We talked non-stop, so that before we knew it we were in Qalaa, our souq town. We got out there and did some shopping – soap, toilet paper, and kitchen supplies. Also tubing and a valve for butagaz (butane?) the fuel that is used here. Apparently, we are going to have a shower with warm water in the LCF house – the first group to get such a luxury, according to Said.

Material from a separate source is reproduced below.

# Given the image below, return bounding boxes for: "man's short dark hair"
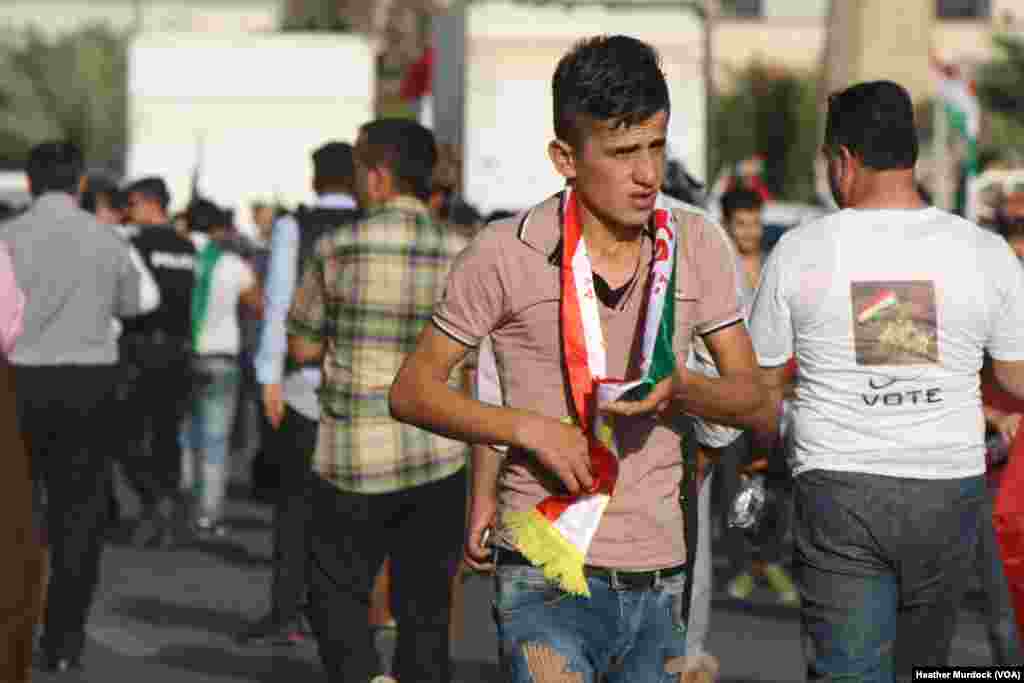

From Qalaa, we turned onto a dirt road. The roads up to this time had been very good, but the road to our village is a two-track, and the going was slow, and not just because of the dump truck ahead of us spinning up dust. We’re in a rocky desert here, and we seemed to go up and down and around, every now and then pulling to the side so that another vehicle could squeeze by going in the other direction. After passing through several other villages, we finally arrived in our training village, wound along some rugged streets and pulled up in front of the LCF house.
Mohammed, the landlord greeted us warmly, and led us into his house. From the entryway, he took us through an open courtyard into a long, narrow room with carpets on the floor and pillows against the wall. We sat down and were treated to our first experience of tea. As soon as he had passed the glasses around and we had all taken a sip or two, the landlord’s wife came in, greeted us, and began asking our names. At the very first one – Ryan - she repeated it, thought about a moment, shook her head, No, and said, “Brahim.” She then went around to the rest and at each one gave us a new name – Nicole – “Najat”; Emma – “Amal”; Lindsey – “Zizi”; Jim – ” Jamal (جمال).
By this time, several other people had come into the room and sat down. The fellow next to me, a young man about 30, turned to me and said, “Jamal, my name is Hussain. You are my brother.” And in a few more minutes, I went off to my new home where I am known as Jamal.
I'll tell you about my home, my family and my town in future posts, but for now, just know that it's all good l-hamdullah (thanks be to God).